A solar plant adding 50 megawatts of power to Togo’s energy supply is doing more than just bringing power to its villages.
Dubai-based Amea Power is one of the fastest-growing renewable energy suppliers in the world and is developing a big presence in Africa.
In rural Blitta, phase 3 of the Sheikh Mohamed bin Zayed Solar Power Plant – built by Amea and funded by the Abu Dhabi Exports Office – is now well under way.
It will increase the energy supply to 70MW by the end of the year.
But it is the infrastructure developing around the site that is proving as significant as the power plant itself.
Before construction began in early 2020, electricity at the town of Blitta was patchy at best. Only 60 per cent of Togo had a reliable electricity service.
It meant pregnant women often gave birth in darkness at the town’s small maternity clinic, while children were crammed into tiny classrooms in a makeshift school, close to the plant’s construction site, and relied on candlelight to read.
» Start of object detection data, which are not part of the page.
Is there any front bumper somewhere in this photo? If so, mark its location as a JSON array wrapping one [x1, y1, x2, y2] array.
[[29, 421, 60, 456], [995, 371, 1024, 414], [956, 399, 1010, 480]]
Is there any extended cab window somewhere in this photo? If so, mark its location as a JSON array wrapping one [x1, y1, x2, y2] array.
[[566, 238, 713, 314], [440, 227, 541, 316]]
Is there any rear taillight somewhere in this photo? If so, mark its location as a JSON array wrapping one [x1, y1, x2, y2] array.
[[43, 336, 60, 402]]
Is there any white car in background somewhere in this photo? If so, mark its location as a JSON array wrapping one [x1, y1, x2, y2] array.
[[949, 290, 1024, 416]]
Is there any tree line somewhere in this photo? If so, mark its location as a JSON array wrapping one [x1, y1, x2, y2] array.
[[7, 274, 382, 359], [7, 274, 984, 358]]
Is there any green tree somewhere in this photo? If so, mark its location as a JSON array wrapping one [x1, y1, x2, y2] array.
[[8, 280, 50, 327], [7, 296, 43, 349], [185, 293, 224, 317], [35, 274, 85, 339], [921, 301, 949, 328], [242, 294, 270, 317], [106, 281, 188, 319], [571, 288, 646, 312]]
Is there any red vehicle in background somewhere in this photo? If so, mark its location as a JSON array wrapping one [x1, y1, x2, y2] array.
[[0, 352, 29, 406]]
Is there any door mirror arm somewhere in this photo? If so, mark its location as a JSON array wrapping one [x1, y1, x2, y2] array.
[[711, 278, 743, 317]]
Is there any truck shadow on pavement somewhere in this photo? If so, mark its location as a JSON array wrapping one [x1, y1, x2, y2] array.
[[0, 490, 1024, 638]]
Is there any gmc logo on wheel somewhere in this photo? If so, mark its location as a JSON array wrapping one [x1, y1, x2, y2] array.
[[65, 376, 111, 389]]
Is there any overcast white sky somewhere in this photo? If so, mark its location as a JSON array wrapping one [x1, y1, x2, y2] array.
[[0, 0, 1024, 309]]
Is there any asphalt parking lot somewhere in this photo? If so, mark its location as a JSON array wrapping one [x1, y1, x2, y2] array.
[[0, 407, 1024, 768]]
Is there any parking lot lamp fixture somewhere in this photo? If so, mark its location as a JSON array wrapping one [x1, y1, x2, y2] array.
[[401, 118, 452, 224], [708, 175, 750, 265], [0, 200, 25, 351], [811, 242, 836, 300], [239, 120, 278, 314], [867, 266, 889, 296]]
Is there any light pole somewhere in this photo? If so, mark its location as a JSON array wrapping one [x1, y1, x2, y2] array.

Since Amea arrived in Blitta, much has changed.
“The number one treatment we offer here is for malaria,” said Dr Tehassei Abdel-Razaek, 49, who runs the health clinic.
“Before, while this was a health clinic, we would not have power for 24 hours a day. During the rainy season, we would have to stop the treatment because we had no power. It was dangerous.
“Now, we can continue and feel more secure to complete our work.”
The clinic focuses on the day-to-day health requirements of those living nearby.
There is little respite for Dr Abdel-Razaek, who lives on site thanks to purpose-built homes constructed to accommodate the six health professionals working at the clinic.
Blitta is experiencing something of a mini baby boom, with about 10 children born each week. It often means he is on call 24 hours a day.
Better sterilising equipment means infection rates have plummeted, with mothers and babies given the best possible chance of a healthy start in life.
Many see Dr Abdel-Razaek as the local godfather, as he has played such an important role in the town.
“The usual protocol for women who have given birth is to stay in hospital for 72 hours so we can monitor them, without power that was just not possible,” he said.
“We didn’t have electricity, or the space so it was first come first served.
“With the equipment we now have and the new electricity, we can work day and night and do our jobs properly.
“Infection rates were very high and a lot of people died as a result. Now, the death rates from infections are almost zero.
“We can now avoid contamination, it is making a big difference.”
Meanwhile, three school buildings and a college have been built in the town, with two more schools to be constructed.
At the Amea plant, an apprenticeship programme in solar engineering is providing a career path for young people.
Previously, youths would have left Blitta for the capital Lome, 270km away, or sought work in neighbouring Benin, Ghana and Burkina Faso.
Nabida Hodabalo, 58, is the director of the newest school, Blitta Elementary, which accommodates 257 children.
“Since the new school building opened, our intake of children has increased almost 40 per cent,” he said.
“Electricity has allowed us to extend the hours we can teach. During the wet season, we were unable to teach as it was too dark inside the classrooms.
“Children now respect the normal school hours and they want to learn. They have a hunger for knowledge we did not see before.”
Literacy rates in Togo are at about 66 per cent. But in rural towns like Blitta, where children often join their parents to farm the fields, it is significantly lower.
That is also beginning to change.
“Children have a chair each and a table, the change has been transformative to their education,” said Mr Hodabalo, who is greeted with warmth and affection in each classroom during a school tour.
“For the past two years, their behaviour has completely changed. Now the kids are more interested by school and to study.
“Just two years ago, only six children proceeded to sixth grade – this year it is 100 per cent of the children.
“They are happy to go to school and to learn.”
With a new industrial area also planned for Blitta, job opportunities are expected to soar breathing new life into the town.
It will allow many of the children learning at the schools to remain in the town.
Roadmap to success
Salomon Agbogan, managing director of Diwa Industries, a company on the edge of Blitta’s growing industrial zone that manufactures gas bottles to distribute around Togo.
“The solar plant has been very helpful for us, as reliable power is essential for our business,” he said.
“Blitta is welcoming so many new companies that need this supply of energy.”
The company now employs 137 workers, with that number to double in the near future as the business grows.
A vehicle assembly plant is soon to open and will complement a cashew nut factory and cotton plant that are providing jobs for Blitta.
“So many companies are now looking to Blitta to open their operations, because of its location and the solar plant,” said Mr Agbogan.
“It is helping build something beautiful here.”